Desayunar como un rey, comer como un príncipe, cenar como un mendigo: esta es la frase completa. No sé si la habrás oído. Es fácil de entender, la idea que se propone es desayunar fuerte, comer bien, pero sin demasiada abundancia, y cenar ligero.
Según muchos, esta es la manera ideal de ingerir alimentos. No vamos a entrar aquí en materias de nutrición. He leído bastante de la temática, y actualmente estoy peor que antes. La cantidad de opiniones, todas ellas igual de expertas, es abrumadora.
Más allá de las dietas milagrosas, hay quien propone el ayuno intermitente, la dieta vitamínica o proteínica, las 5 comidas al día, las semillas crudas o las limpiezas con jarabe de arce. Y así podríamos seguir…
No, la cuestión es por qué. ¿Por qué tengo que desayunar como un rey, comer como un príncipe y cenar como un mendigo? ¿Por qué no puedo hacerlo todo como un rey?

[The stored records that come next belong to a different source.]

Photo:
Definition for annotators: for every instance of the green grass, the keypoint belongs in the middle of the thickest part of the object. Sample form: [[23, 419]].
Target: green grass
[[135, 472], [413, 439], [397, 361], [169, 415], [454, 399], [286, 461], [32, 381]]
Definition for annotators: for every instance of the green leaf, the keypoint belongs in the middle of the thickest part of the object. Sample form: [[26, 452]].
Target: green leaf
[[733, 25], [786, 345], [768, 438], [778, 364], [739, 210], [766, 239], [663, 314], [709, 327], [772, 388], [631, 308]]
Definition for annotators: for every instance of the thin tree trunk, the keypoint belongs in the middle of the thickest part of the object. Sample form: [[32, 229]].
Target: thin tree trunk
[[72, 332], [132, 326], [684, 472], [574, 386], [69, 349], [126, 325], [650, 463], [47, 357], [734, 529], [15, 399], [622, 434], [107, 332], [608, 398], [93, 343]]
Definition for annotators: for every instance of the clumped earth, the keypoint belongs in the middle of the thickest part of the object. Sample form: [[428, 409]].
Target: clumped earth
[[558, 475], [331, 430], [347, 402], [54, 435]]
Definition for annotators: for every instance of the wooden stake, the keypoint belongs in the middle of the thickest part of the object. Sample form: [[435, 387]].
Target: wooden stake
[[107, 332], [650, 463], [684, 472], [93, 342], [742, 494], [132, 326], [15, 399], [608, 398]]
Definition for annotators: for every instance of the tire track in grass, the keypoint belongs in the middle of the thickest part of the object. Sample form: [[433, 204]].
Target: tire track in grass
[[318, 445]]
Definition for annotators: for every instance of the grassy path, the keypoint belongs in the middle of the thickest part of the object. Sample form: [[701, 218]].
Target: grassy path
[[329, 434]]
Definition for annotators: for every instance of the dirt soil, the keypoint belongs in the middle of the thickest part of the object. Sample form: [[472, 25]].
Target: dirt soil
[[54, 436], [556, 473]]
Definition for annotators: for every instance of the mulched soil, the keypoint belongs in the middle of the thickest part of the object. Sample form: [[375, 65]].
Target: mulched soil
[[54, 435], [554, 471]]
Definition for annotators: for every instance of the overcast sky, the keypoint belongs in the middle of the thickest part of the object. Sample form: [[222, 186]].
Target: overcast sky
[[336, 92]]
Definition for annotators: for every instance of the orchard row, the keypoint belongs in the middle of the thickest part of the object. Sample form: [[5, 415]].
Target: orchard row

Nos gusta mucho categorizarlo todo, hacer comparaciones, lanzar frases contundentes. A mí me encantan las frases, pero creo que tienen un defecto enorme: dada su brevedad, se quedan sin una explicación, y pueden llegar a confundir.
Es posible que desayunar mucho, comer menos, y cenar poco sea positivo para el organismo. La cuestión que me planteo es: ¿cómo se alimenta un rey? Estoy seguro que tiene un buen equipo de nutricionistas que le elaboran una dieta flexible, con alimentos variados, sanos y en la cantidad correcta.
En alimentación, somos más mendigos que reyes
Sea que comamos poco o mucho, la triste realidad sobre la comida, es que muchos somos mendigos, no en la cantidad de alimentos disponibles, sino en ignorancia y costumbres. Somos ricos en recursos, nos sobra comida. Pero somos pobres en información y en efectividad.
Día tras día, comemos productos procesados, cancerígenos, en el mejor de los casos, verduras transgénicas y frutas hinchadas artificialmente. No nos importa de dónde provenga la carne, ni cómo se consiguió.
Nuestros cuerpos son nuestros jardines, nuestras voluntades son nuestros jardineros – William Shakespeare Clic para tuitearNo escuchamos al cuerpo cuando nos dice que ya tiene suficiente. Comemos sin hambre, quizá tal vez, por ansiedad.
Cuando saltan las alarmas invisibles de los espejos, nos ponemos manos a la obra, y aceptamos cualquier “crecepelos” alimenticio. Medimos, comprobamos, nos ponemos contentos por los progresos hechos… y lo celebramos volviendo a caer en la misma piedra. Rápidamente ganamos peso, y perdemos salud.
Creo que la raíz de la cuestión es que no nos comportamos como reyes, reyes de nuestro propio cuerpo, afrontando nuestra responsabilidad sobre él, reconociendo y aceptando nuestra constitución física, que normalmente no es tipo “modelo de ropa de baño”. Nos cuesta gastar los dineros en alimentación sana. No solemos invertir ni tiempo ni recursos en aprender a comer.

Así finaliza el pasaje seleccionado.